Seine Landsleute rief Selenskyj angesichts der zunehmenden Gewalt gegen Zivilisten zum Widerstand und zum Durchhalten auf. „Um unser Volk zu retten. Kämpft. Kämpft und helft!“ In seiner Ansprache an das „große Volk der großen Ukraine“ bezeichnete Selenskyj die russischen Militärs als „Touristen mit Panzern“ und „Sklaven ihrer Propaganda, die ihr Bewusstsein verändert hat“.

Russische Zeitung nennt hohe Opferzahl in Ukraine

Die kremlnahe russische Zeitung „Komsomolskaja Prawda“ hat hohe Zahlen angeblich in der Ukraine getöteter Russen veröffentlicht - und später wieder gelöscht.

In einem Online-Artikel war unter Berufung auf das Verteidigungsministerium die Rede von 9861 russischen Soldaten, die seit Beginn des Kriegs gestorben sein sollen, wie aus einer archivierten Version des Textes hervorgeht. Das wären deutlich mehr als die 498 Toten, die Moskau bislang offiziell bestätigt hat. Einige Stunden später war die entsprechende Passage aus dem Artikel der „Komsomolskaja Prawda“ allerdings wieder verschwunden.

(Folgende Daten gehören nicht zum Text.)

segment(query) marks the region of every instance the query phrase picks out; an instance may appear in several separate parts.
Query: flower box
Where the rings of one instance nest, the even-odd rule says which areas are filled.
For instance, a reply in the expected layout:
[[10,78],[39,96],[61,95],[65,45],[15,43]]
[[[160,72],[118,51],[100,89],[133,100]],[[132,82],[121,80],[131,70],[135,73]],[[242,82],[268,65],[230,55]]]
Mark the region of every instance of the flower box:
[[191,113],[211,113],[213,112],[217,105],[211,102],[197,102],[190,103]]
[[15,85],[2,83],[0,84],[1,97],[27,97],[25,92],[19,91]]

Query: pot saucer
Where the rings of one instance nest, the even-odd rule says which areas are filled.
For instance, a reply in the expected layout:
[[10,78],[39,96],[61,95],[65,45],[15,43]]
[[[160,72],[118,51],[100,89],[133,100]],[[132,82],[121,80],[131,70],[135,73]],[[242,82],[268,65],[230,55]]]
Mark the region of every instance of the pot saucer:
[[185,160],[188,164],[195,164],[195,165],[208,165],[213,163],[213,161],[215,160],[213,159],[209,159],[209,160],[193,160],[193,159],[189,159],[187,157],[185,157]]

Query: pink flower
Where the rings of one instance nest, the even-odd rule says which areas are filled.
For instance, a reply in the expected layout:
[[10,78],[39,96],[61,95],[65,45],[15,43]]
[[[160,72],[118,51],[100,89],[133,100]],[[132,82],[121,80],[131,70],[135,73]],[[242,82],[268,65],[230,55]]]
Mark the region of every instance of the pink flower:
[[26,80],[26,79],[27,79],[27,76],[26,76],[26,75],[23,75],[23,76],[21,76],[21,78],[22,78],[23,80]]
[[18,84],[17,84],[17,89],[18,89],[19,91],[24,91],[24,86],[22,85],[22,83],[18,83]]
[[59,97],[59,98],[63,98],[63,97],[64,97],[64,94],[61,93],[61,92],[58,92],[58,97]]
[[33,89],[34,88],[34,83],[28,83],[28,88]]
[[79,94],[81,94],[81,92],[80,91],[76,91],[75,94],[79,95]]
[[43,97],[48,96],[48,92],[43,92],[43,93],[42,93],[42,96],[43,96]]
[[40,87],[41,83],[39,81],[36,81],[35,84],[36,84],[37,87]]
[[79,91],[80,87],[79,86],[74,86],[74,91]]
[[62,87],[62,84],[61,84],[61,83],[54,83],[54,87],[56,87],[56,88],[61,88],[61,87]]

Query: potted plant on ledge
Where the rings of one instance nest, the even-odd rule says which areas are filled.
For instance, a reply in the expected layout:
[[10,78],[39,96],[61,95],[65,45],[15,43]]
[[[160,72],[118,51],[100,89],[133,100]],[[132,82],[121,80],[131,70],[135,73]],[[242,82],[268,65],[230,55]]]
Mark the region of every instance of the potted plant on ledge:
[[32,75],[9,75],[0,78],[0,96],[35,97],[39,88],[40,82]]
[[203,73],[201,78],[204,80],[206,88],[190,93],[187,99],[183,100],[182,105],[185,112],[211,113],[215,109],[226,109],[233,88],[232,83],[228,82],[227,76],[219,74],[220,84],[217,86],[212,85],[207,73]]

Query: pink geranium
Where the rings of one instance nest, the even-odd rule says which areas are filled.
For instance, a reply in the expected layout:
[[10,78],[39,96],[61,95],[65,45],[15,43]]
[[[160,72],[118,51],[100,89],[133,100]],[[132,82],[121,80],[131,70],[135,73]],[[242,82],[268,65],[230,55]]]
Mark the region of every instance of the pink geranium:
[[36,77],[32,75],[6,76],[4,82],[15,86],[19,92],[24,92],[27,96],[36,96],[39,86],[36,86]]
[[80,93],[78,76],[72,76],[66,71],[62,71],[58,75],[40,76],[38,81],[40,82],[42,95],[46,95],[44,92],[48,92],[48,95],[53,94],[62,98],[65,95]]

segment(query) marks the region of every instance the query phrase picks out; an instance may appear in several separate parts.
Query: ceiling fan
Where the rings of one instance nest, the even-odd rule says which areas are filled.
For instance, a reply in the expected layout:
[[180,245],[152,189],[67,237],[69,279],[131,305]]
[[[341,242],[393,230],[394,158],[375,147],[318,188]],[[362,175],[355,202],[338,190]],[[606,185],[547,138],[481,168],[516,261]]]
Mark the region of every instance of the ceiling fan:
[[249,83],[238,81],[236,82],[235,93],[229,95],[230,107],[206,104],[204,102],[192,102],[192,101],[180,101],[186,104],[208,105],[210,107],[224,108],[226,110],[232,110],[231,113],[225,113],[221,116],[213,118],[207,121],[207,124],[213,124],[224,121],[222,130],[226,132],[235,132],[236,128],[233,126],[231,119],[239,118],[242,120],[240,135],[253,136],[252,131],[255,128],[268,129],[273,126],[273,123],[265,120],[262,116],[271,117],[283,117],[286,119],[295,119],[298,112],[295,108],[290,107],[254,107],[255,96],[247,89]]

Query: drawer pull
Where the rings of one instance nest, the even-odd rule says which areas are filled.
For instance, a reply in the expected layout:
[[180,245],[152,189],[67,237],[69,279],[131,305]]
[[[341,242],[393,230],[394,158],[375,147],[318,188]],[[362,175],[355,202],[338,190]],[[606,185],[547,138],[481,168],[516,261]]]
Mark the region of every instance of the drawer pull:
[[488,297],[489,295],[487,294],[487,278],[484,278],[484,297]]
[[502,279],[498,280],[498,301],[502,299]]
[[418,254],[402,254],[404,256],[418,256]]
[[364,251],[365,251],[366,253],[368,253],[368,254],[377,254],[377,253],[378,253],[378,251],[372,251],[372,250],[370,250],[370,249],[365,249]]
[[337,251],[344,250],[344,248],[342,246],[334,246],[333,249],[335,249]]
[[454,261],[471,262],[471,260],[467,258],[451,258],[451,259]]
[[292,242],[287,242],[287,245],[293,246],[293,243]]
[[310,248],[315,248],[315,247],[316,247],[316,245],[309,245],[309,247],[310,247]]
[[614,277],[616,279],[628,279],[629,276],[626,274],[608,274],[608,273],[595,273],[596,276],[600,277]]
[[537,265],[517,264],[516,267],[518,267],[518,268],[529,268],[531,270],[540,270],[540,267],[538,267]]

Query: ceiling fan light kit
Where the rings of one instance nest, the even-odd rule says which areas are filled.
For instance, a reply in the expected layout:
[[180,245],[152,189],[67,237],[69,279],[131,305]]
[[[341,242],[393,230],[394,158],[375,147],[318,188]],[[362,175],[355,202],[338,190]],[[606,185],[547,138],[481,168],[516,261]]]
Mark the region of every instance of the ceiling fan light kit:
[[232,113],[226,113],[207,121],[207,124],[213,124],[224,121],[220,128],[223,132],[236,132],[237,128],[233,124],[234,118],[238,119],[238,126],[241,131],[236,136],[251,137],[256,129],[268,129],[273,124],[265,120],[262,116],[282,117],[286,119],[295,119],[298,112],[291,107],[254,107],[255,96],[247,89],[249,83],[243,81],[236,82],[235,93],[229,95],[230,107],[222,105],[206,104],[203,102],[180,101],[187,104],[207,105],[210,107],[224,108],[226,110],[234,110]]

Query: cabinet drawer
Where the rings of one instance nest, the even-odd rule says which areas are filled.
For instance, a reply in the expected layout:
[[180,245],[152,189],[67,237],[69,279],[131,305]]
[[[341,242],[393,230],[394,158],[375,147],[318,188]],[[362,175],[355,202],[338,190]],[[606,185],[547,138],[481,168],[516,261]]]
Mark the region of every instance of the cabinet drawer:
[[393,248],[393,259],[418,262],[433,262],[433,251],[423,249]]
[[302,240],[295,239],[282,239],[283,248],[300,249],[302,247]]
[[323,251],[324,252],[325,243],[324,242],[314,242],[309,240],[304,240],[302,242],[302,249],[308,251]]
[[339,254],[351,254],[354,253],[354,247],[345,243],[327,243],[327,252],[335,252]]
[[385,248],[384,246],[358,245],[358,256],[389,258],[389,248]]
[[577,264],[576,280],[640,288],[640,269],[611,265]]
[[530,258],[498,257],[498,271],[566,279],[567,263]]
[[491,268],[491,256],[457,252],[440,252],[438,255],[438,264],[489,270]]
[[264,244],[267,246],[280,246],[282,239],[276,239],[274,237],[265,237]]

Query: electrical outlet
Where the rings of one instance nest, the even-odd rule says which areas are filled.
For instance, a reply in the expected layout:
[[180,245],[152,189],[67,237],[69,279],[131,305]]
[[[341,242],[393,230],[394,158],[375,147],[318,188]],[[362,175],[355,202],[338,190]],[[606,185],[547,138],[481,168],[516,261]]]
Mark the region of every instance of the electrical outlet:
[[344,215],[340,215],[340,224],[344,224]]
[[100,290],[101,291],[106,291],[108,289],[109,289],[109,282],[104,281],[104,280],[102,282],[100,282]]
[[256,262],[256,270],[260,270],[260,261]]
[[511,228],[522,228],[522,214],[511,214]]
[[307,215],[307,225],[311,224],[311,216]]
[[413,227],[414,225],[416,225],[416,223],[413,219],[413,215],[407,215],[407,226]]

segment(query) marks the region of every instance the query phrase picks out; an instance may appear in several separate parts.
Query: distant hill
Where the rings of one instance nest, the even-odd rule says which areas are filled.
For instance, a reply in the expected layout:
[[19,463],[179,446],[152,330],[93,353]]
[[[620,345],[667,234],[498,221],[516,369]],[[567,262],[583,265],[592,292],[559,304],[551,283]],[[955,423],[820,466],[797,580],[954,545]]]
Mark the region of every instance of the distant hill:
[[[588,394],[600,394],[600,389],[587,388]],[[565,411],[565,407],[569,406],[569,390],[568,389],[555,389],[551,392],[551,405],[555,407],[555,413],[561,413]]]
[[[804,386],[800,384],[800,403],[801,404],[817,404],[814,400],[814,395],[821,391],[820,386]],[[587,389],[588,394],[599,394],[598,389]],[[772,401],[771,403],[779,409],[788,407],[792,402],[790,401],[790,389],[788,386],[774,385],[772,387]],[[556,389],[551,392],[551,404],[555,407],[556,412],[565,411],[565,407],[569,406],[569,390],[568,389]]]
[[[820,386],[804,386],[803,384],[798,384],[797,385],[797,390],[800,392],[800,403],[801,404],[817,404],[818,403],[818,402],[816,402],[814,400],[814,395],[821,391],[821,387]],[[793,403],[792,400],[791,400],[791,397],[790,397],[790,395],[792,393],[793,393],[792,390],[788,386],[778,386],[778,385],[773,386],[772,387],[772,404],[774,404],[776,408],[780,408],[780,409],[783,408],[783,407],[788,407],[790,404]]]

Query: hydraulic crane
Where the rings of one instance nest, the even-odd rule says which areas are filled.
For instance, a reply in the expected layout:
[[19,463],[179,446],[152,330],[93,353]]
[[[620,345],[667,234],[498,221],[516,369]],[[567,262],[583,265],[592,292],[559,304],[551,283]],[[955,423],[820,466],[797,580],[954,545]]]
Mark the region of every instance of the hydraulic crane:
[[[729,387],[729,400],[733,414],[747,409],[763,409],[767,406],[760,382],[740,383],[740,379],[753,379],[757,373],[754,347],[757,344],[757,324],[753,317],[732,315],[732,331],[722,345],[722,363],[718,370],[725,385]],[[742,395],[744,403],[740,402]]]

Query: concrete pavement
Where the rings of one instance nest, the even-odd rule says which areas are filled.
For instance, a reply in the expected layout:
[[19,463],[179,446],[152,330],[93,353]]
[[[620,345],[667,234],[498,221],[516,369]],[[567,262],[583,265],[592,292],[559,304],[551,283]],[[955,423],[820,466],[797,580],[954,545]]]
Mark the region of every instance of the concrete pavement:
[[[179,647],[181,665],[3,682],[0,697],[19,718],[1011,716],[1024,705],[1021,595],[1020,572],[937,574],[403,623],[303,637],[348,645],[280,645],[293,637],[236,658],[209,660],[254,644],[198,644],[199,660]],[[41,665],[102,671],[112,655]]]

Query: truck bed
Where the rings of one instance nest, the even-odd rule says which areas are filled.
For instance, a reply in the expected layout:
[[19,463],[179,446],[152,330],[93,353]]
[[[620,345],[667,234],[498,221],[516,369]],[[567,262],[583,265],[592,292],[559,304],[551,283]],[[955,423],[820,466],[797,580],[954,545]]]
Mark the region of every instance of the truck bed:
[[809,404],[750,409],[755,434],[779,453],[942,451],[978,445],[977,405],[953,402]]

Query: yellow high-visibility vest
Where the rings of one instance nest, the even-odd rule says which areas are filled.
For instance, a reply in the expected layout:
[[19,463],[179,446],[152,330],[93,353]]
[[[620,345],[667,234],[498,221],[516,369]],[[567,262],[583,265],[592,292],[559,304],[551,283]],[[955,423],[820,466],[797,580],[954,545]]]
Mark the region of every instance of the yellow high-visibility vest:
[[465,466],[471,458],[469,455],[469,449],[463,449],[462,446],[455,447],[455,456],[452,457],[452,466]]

Der ukrainische Präsidentenberater Mychailo Podoljak kommentierte auf Twitter, dass „die russische Kunst des Lügens“ nicht mehr helfe. „Ein Desaster für die Propaganda Russlands, in der echten Welt gibt es aber fast schon doppelt so viele tote Russen.“

Nach ukrainischer Darstellung sind seit Kriegsbeginn bereits knapp 15.000 russische Soldaten getötet worden.

Drei Fluchtkorridore für Mariupol geplant

In der belagerten ukrainischen Stadt Mariupol sollen nach Regierungsangaben drei Fluchtkorridore geöffnet werden. Die Menschen sollen demnach aus den umliegenden Orten Berdjansk, Jurjiwka und Nikolske in die Großstadt Saporischschja gebracht werden.

Es sei klar, dass es nicht genügend Plätze gebe, sagte Vizeregierungschefin Iryna Wereschtschuk in einer Videobotschaft bei Telegram. Deswegen bitte man die Bürgerinnen und Bürger, den Anweisungen der Behördenvertreter vor Ort zu folgen und organisiert zu den Bussen zu gehen. Wereschtschuk versprach, niemand werde zurückgelassen. Man führe weiter täglich Evakuierung durch, bis alle Menschen aus der Stadt gebracht worden seien.

Nach Angaben des russischen Verteidigungsministeriums leben noch bis zu 130.000 Bewohner in der Stadt am Asowschen Meer - einst waren es rund 440.000.